L'avocate générale Valérie Tavernier avait requis 18 ans de réclusion, estimant que l'adolescent, Andy, âgé de 16 ans au moment des faits, était pénalement responsable de ses actes.

Lors du prononcé du verdict, rendu samedi vers 1h20 après six heures de délibérations, le président de la Cour, David Macouin, a expliqué que le jeune homme avait été reconnu coupable des faits qui lui sont reprochés mais déclaré irresponsable d'un point de vue pénal en raison d'un trouble mental "ayant aboli son discernement".

En conséquence, la Cour d'assises a ordonné son hospitalisation d'office au sein d'une structure psychiatrique.

L'accusé a toutefois été condamné à verser environ 300.000 euros des dommages et intérêts à divers membres de la famille.

"C'est le verdict que l'on attendait, mais il n'y a pas de joie, il n'y a ni gagnant ni perdant.

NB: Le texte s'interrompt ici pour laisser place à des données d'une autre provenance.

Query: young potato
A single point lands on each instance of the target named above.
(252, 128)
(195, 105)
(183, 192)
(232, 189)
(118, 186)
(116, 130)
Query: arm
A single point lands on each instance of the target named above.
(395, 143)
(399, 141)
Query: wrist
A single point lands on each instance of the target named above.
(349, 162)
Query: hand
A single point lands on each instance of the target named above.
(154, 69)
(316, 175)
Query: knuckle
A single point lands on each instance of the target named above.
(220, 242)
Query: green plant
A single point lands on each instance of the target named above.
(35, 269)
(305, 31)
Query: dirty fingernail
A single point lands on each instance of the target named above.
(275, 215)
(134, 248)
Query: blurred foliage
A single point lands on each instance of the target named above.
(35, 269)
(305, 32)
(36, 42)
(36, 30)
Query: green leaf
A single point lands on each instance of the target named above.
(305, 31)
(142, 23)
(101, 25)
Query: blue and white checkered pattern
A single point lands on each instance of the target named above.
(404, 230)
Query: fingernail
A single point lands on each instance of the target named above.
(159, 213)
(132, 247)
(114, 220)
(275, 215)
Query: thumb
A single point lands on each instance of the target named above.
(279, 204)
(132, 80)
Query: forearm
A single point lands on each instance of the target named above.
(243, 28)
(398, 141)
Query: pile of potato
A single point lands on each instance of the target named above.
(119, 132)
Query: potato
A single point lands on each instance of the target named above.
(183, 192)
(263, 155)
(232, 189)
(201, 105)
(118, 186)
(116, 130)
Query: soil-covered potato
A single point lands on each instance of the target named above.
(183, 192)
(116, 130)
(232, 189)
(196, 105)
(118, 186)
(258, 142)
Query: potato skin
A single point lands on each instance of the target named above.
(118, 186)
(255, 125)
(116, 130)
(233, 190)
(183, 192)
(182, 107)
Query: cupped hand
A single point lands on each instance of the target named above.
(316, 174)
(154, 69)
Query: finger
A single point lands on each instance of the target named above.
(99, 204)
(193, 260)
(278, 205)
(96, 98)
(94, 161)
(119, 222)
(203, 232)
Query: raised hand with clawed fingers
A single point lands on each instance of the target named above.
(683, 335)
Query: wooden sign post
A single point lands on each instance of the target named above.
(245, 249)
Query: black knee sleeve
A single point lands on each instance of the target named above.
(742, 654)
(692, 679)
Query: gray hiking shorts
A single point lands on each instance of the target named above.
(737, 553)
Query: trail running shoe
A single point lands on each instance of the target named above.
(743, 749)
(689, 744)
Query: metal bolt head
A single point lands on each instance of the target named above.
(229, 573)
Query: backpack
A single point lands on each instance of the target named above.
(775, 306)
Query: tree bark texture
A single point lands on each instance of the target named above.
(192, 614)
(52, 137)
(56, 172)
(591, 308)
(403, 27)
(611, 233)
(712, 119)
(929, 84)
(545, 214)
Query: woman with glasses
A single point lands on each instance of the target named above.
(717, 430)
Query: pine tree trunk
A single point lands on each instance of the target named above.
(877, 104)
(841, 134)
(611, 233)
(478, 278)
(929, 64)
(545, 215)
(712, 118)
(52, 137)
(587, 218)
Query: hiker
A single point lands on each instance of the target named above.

Aujourd'hui, Andy va être soigné, mais cela va prendre du temps, il ne sait pas dans quel monde il va être plongé", a déclaré un de ses avocats, le bâtonnier d'Ajaccio Marc Maroselli.

Le parquet dispose d'un délai de dix jours pour faire appel.

"Nous attendions cette décision de justice et nous la respectons mais il reste des zones d'ombre qui ne sont pas dissipées", a déclaré l'un des avocats des familles.

L'accusé avait reconnu les faits dès sa garde à vue le 13 août 2009, soit le surlendemain du quadruple meurtre.

"COMME UN ROBOT"

Dans la nuit du 11 au 12 août 2009, alors que ses parents et ses deux frères jumeaux âgés de dix ans dormaient au domicile familial situé à Albitreccia, Andy s'était saisi d'un fusil à pompe et avait fait feu à six reprises.

Andy a déclaré avoir agi "comme un robot". Il a ensuite rempli un sac de vêtements et pris dans le coffre-fort de ses parents la somme de 2.600 euros ainsi que des montres de valeur avant d'appeler le 17 et de signaler un cambriolage : "Allo, je m'appelle Andy, au secours, il y a quelqu'un chez moi, aïe".

Cet appel ne sera pas pris en compte et l'adolescent prendra le maquis où il se débarrassera de ses habits. Le lendemain, il avouera le quadruple meurtre à l'un de ses oncles qui le conduira à la police.

Celui qui a été décrit durant l'enquête de personnalité comme un "garçon sans histoire, gentil, sportif, sérieux" et qui a obtenu son baccalauréat avec mention lors de sa détention, n'a marqué aucune animosité à l'endroit de sa famille.

Son inclination pour les jeux vidéo violents a été pointée par l'un des psychologues, mais les trois collèges d'experts sont apparus en désaccord sur la nature de son discernement. Les uns ont conclu à une abolition qui ne rendait pas le jeune homme accessible à une sanction pénale, les autres évoquant une simple "altération".

Ils ont été en revanche d'accord pour constater des "troubles de la personnalité, notamment de nature narcissique".

Peu avant la clôture des débats, Andy, qui arbore encore un physique d'adolescent frêle, avait déclaré à sa famille maternelle et paternelle qui s'était portée partie civile : "J'aime ma famille, je n'ai pas voulu les tuer."